Now that al=Zarkawi is dead, it's clear that the attack on his safe house was even more of a success than previously noted. Evidently the "emir" kept copious records with him. This really isn't all that surprising--a year ago al-Zarkawi was nearly captured by coalition forces, escaping while carrying little more than his notebook computer. His files were as valuable as his life then, and they are more valuable today.
So what's in there? Names, locations, sources of funding, sources of intelligence, plans, communications with other organizations...we can only speculate. And there's no way we'll find out, I hope, until well after the last of the infornation is exploited. Today every member of the al-Zarqawi network, every ally, every client, every informer, every supplier has to assume the worst: that everything has been compromised. There are a lot of people looking for new places of safety today.
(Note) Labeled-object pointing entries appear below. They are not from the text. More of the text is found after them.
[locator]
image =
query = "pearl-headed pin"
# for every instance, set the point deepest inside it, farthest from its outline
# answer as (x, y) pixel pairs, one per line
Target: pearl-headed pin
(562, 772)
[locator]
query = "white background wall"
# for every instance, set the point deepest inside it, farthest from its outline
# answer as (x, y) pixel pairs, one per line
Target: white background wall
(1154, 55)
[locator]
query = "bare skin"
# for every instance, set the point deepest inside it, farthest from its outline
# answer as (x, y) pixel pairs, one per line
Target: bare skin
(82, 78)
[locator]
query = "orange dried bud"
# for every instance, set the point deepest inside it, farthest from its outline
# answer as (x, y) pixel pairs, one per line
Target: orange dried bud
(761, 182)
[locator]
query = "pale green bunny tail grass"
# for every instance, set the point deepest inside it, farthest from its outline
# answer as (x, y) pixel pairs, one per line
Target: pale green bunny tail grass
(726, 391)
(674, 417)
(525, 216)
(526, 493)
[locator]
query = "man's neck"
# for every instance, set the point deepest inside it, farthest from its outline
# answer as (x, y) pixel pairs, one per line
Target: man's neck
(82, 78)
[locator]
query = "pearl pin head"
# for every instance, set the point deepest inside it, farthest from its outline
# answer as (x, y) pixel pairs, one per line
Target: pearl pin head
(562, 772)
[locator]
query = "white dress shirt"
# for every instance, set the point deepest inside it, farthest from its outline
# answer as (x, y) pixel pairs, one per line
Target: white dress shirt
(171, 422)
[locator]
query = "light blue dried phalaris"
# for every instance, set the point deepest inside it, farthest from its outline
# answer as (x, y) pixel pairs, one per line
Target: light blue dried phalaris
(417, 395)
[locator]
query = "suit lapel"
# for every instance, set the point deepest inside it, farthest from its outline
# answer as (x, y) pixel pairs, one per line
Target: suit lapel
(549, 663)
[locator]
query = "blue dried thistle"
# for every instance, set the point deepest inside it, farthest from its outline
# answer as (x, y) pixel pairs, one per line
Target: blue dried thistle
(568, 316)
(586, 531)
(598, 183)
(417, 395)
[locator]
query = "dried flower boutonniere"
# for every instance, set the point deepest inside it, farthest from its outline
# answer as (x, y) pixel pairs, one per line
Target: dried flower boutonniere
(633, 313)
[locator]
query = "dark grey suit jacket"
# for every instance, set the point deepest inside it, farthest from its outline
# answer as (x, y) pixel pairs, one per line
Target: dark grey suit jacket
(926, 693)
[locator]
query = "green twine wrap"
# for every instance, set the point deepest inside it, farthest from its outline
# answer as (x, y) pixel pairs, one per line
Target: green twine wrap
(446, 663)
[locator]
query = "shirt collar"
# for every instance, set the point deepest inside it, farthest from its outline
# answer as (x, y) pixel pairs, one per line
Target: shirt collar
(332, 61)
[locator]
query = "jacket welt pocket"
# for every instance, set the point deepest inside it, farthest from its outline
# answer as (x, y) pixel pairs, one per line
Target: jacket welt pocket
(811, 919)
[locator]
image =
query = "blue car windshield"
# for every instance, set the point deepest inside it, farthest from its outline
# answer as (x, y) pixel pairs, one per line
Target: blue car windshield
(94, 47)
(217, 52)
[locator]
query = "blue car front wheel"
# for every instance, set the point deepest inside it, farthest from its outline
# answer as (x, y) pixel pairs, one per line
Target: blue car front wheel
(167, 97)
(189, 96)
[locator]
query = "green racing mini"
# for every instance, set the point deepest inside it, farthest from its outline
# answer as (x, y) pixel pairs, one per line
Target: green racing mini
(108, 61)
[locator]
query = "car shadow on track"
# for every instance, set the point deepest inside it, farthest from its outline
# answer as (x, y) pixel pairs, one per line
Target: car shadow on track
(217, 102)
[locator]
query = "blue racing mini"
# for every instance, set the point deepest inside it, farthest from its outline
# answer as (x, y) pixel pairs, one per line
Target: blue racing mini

Moreover, consider what the ability to target that house means for coalition intelligence. Assuming any reasonable operational security for Al-Zarkawi and company, and the fact that house was well away from others, it can't help but make you wonder if the key source was a ranking (or at least middle-rank) member of the network. Even if that isn't the case, any reasonable (?) terrorist has to assume that he can't trust the people he works with. That, in turn, leads to delays, mistakes, and even new informers (who want to get the best deal they can from the coalition, while they still have the chance).
Let's not go overboard here: al-Zarqawi wasn't Al-Qaida in Iraq, and Al-Qaida in Iraq is not the sum (or even the majority) of the insurgency. But it is a major victory, a victory that goes well beyond the death of a homicidal thug.